Il n’est pas exclu que Maas lui-même fasse tomber Les Verts D’Olive par pure dépendance à la validité: leur “expert” Stefan Meister, un employé qualifié de la Fondation Heinrich Böll, a recommandé de faire pression sur la Russie avec une “mission européenne robuste” dans l’est de l’Ukraine. Déclenchez une guerre qui viole le droit international afin de mettre fin à une guerre civile en Ukraine qui entrave les relations commerciales occidentales: même Maas ne peut pas proposer de telles idées sans tutorat Vert.

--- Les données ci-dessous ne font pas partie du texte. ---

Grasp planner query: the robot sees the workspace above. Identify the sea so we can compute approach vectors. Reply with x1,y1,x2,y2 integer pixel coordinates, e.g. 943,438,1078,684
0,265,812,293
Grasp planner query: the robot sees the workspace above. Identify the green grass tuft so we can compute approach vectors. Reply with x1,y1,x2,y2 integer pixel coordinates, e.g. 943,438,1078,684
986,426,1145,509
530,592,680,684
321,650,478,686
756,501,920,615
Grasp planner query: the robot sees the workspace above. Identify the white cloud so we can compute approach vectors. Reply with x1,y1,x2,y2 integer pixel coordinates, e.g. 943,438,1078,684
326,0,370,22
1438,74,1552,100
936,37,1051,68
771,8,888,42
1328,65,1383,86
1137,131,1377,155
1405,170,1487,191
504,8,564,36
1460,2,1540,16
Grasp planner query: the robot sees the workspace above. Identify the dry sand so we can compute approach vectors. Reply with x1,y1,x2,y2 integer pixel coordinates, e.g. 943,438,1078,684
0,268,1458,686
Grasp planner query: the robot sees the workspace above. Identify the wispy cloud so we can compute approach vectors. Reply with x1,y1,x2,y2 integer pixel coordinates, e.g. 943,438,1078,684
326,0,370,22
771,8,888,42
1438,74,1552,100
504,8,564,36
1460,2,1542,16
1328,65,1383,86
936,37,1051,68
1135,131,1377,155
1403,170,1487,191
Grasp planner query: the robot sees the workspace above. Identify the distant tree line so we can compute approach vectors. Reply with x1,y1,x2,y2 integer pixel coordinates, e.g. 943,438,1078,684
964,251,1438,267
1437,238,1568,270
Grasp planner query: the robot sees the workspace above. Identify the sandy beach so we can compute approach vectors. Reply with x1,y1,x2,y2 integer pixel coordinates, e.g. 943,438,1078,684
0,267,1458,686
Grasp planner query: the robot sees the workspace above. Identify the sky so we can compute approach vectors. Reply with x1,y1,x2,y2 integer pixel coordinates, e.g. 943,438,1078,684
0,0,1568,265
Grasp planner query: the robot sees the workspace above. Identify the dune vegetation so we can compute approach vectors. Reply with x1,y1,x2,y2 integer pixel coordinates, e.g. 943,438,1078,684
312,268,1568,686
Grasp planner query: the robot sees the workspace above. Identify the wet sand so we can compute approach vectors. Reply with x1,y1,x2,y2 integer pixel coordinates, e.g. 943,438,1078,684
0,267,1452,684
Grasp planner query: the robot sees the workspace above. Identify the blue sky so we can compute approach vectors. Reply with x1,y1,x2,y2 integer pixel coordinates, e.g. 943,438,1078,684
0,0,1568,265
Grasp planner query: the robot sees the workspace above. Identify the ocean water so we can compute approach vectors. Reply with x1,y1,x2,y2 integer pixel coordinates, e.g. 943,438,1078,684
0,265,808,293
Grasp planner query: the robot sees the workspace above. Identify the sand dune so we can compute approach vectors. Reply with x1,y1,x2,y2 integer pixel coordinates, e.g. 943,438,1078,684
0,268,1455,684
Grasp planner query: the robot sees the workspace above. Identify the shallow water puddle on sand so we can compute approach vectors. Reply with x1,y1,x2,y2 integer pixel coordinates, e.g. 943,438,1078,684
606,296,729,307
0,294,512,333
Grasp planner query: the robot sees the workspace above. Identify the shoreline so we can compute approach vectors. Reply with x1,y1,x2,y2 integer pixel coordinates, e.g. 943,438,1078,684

Au début de nos délibérations, le sincère politicien de la paix Willy Brandt avait la parole. Enfin, citons Frank-Walter Steinmeier, autrefois un homme de main dans la guerre D’agression de Schroeder contre la Yougoslavie, qui est contraire au droit international, et plus tard un contributeur à la préparation du coup d’état sanglant de Kiev. Aujourd’hui il donne le peuplier argenté pastoralement aigre:

“Les images ennemies, le mood-mongering et le journalisme de campagne sont un abus de cette quatrième violence, ainsi qu’une violation continue de la diligence raisonnable”

Il a psalmodié lors de l’ouverture du nouveau bâtiment Springer le 6 octobre à Berlin. Il n’a plus à craindre qu’un journaliste tienne son miroir devant lui. Les rédacteurs en chef du studio Ard capital seraient appelés pour un journalisme d’information aussi critique.